Étymologiquement, "Cisjordanie" désigne la région « du même côté » (du mot latin cis), par rapport au Jourdain, par opposition à « l'autre côté », l'autre rive du fleuve, appelée Trans--jordanie. Ce terme est habituellement employé pour la rive ouest du Jourdain et est apparu entre 1948 et 1967 en rapport à la période d'annexion par le royaume que l'on appelait encore à l'époque la Transjordanie.
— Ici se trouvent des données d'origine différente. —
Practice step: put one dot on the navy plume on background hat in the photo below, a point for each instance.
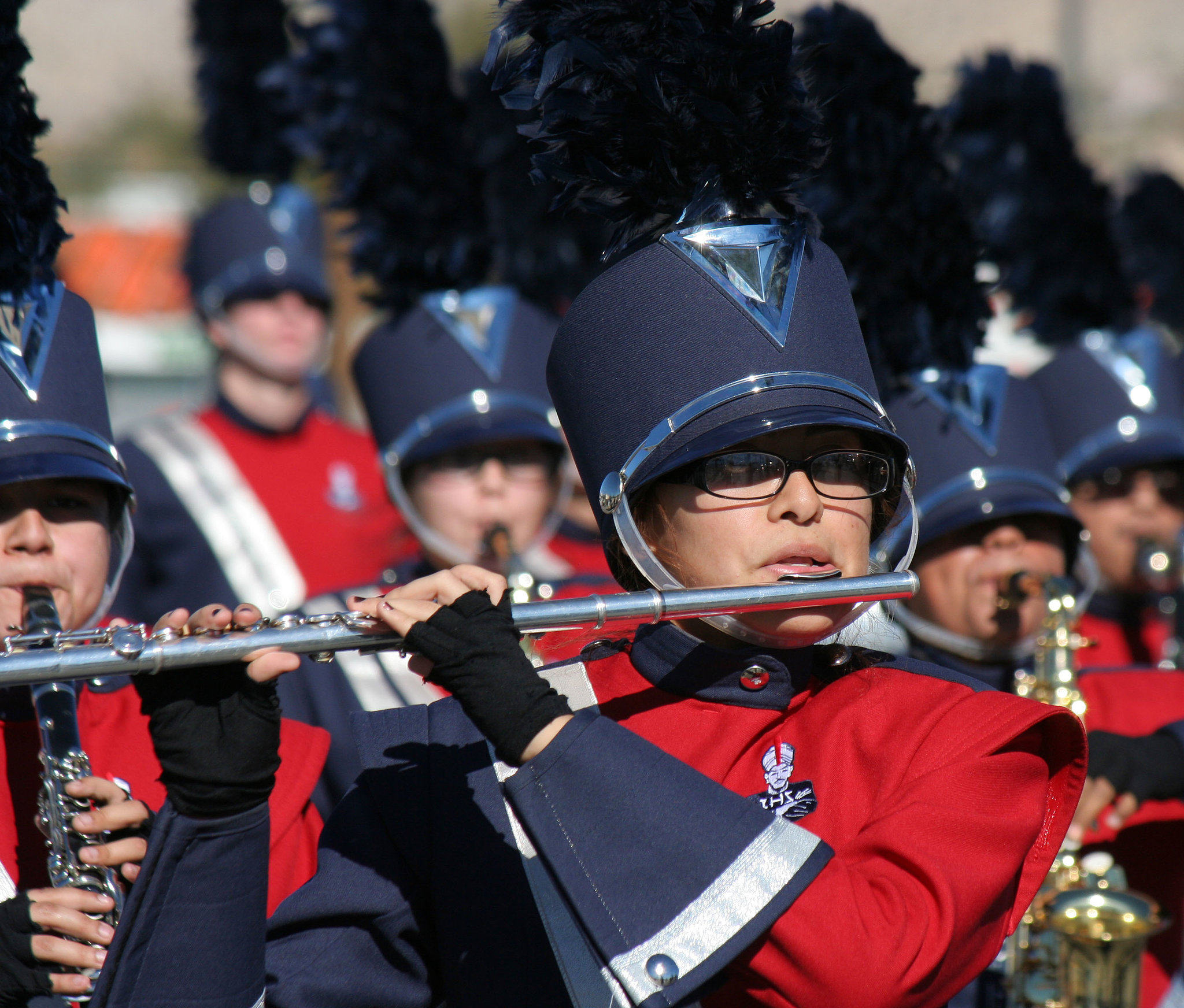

Ce royaume hachémite avait été créé artificiellement dans les années 1920 sur la rive orientale du fleuve et avait été transformé par la Société des Nations en mandat britannique en même temps que la Palestine sur l'autre rive.

Les anglophones utilisent plus souvent, pour cette même région, l'expression « West Bank » — littéralement « rive ouest » — dénomination également géographique et qui a l'avantage d'être plus neutre vis-à-vis de l'autre rive du Jourdain, mais cette expression est aussi plus imprécise par rapport à d'éventuelles frontières avec l'État d'Israël, qui fut créé en 1948 du même côté de cette rive.

En Israël, le gouvernement et une grande partie des Israéliens adoptent, depuis 1967 et plus résolument depuis l'avènement du premier gouvernement de Menahem Begin en 19771, la dénomination de "Yehuda véShomron" "יהודה ושומרון" (littéralement "Judée et Samarie"), en référence aux territoires bibliques et historiques des deux royaumes hébreux issus du schisme entre la Judée (capitale: Jérusalem) et Israël(capitale: Samarie). D'autres utilisent en hébreu l'expression "haGada haMa'aravit" "הגדה המערבית". Enfin, en arabe (seconde langue officielle de l'État d'Israël), on retrouve parfois pour la désignation de cette région le terme de « Al dhifa al gharbia » الضفة الغربية qui signifie « rive ouest ».

Un certain nombre de personnes de sensibilité pro-israélienne préfèrent utiliser, en français ou en anglais, les termes de Judée-Samarie ou de Judea and Samaria, adaptés de l'expression gouvernementale israélienne pour rappeler le lien historique entre l'identité juive et ce territoire.

L'ONU elle-même a également utilisé les termes de Judea et de Samaria dans le texte de la résolution 181 de novembre 1947 pour désigner précisément dans sa partie 2, les frontières des deux États, arabe et juif, à créer par le partage de la Palestine mandataire. Dans ce document officiel, l'ONU utilise comme des références les frontières connues de la Judée et de la Samarie en tant que régions, en même temps qu'elle parle de la Galilée, du Néguev, du District d'Haïfa ou du district de Gaza, ou encore des sous-districts administratifs de l'époque.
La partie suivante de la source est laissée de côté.